The SSEEvent struct has four fields. Event is the event name from the event: field, empty when the server didn't set one. Data is the payload. Multi-line data: lines are joined with \n between them, matching the behaviour the SSE spec requires. ID carries the last event ID, which a client would normally echo back as Last-Event-ID on reconnect. Retry is the reconnection delay hint in milliseconds when the server sends one, parsed as a non-negative integer.
For loops over multiple sources, or for a graceful shutdown driven by a context, the channel-based variant fits better:
events := reader.Events()
for {
select {
case event, ok := <-events:
if !ok {
return // stream closed
}
handle(event)
case <-ctx.Done():
reader.Close() // unblocks the goroutine inside Events()
return
}
}
Events() runs Next() in a goroutine and pipes the results down the channel. When Next() returns an error (including io.EOF), the channel closes. Closing the reader from outside is the way to stop iteration early; the inner goroutine sees the EOF on the closed connection and exits.

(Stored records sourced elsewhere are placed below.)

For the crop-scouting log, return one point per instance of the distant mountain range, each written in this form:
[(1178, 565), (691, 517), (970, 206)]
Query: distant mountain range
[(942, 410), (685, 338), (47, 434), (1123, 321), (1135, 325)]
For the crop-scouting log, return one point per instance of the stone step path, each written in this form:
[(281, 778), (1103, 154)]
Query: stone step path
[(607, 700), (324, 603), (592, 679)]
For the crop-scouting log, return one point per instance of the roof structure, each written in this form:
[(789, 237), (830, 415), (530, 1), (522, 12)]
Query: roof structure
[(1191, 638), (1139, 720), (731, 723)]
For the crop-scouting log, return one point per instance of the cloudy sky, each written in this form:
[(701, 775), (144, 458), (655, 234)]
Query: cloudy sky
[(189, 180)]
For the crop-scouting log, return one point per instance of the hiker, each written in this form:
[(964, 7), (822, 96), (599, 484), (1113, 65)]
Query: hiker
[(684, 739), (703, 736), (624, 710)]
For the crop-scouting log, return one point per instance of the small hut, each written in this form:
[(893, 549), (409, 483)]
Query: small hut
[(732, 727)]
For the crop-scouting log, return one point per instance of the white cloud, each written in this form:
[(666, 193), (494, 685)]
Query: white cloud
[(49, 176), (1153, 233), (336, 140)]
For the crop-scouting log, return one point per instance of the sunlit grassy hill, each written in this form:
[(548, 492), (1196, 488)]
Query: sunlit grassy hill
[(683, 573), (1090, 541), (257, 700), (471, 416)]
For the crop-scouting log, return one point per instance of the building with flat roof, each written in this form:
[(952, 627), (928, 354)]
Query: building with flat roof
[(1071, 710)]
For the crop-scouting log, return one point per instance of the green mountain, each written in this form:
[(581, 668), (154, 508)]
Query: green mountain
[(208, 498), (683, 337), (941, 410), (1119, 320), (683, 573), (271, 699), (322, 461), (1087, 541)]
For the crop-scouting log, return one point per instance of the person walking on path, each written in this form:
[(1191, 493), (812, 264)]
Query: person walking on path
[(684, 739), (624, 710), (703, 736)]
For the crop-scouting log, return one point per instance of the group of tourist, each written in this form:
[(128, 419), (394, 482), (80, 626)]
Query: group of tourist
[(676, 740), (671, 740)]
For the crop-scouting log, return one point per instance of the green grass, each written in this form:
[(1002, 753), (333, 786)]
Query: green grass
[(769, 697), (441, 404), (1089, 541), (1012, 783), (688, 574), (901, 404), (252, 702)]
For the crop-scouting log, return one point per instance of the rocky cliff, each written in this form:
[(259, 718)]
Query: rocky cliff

A few SSE behaviours worth knowing in advance. SSE connections are long-lived by design and the server can reissue cookies, rotate auth tokens, or 401 you mid-stream. None of that gets handled implicitly. If a token rotates, the caller closes the reader, refreshes the token, opens a new stream, optionally with Last-Event-ID set from the last event.ID so the server can replay missed events. Anti-bot vendors do fingerprint SSE consumer behaviour. Clients that read events too fast, in lockstep, or with timing that doesn't match a real browser's event loop stand out. The lib's H2 timing is browser-shaped at the transport layer, and the SSE parser doesn't add detectable polling artefacts on top, so what hits the wire on the read side stays clean.
Bindings
SSEReader and SSEEvent are Go-only. The Python, Node, and .NET bindings expose the streaming response itself, not the SSE parser on top, so an SSE consumer in those languages parses the body with the binding's own line-iteration tools. The protocol is small enough that a hand-rolled parser fits in twenty lines.
Python:
with s.get("https://example.com/events", stream=True) as r:
event = {}
for line in r.iter_lines():
if line == "":
if event:
print(event)
event = {}
continue
if line.startswith(":"):
continue
field, _, value = line.partition(":")
if value.startswith(" "):
value = value[1:]
if field == "data":
event["data"] = event.get("data", "") + value + "\n"
else:
event[field] = value
Node:
const stream = s.getStream("https://example.com/events");
let buf = "";
let event = {};
for await (const chunk of stream) {
buf += chunk.toString();
let idx;
while ((idx = buf.indexOf("\n")) !== -1) {
const line = buf.slice(0, idx);
buf = buf.slice(idx + 1);
if (line === "") { if (Object.keys(event).length) console.log(event); event = {}; continue; }
if (line.startsWith(":")) continue;
const colon = line.indexOf(":");
const field = colon === -1 ? line : line.slice(0, colon);
let value = colon === -1 ? "" : line.slice(colon + 1);
if (value.startsWith(" ")) value = value.slice(1);
if (field === "data") event.data = (event.data || "") + value + "\n";
else event[field] = value;
}
}
stream.close();
.NET sits on top of StreamReader.ReadLine() in a loop, with the same blank-line-dispatches-event rule. The shape mirrors the Python version closely enough to port directly.
A note on H2 and H3
Streaming over HTTP/2 or HTTP/3 still rides on a single multiplexed connection underneath. stream.Close() doesn't kill that connection, just the one stream on it. Multiple streaming requests can run in flight on the same H2 connection at once, which works well for SSE plus an API call running side by side.
On HTTP/1.1, a streaming response holds the whole TCP connection until you close. Concurrent requests need separate connections. The lib handles connection pooling either way so the caller doesn't manage it, with the caveat that 100 concurrent streams on H1 means 100 TCP connections.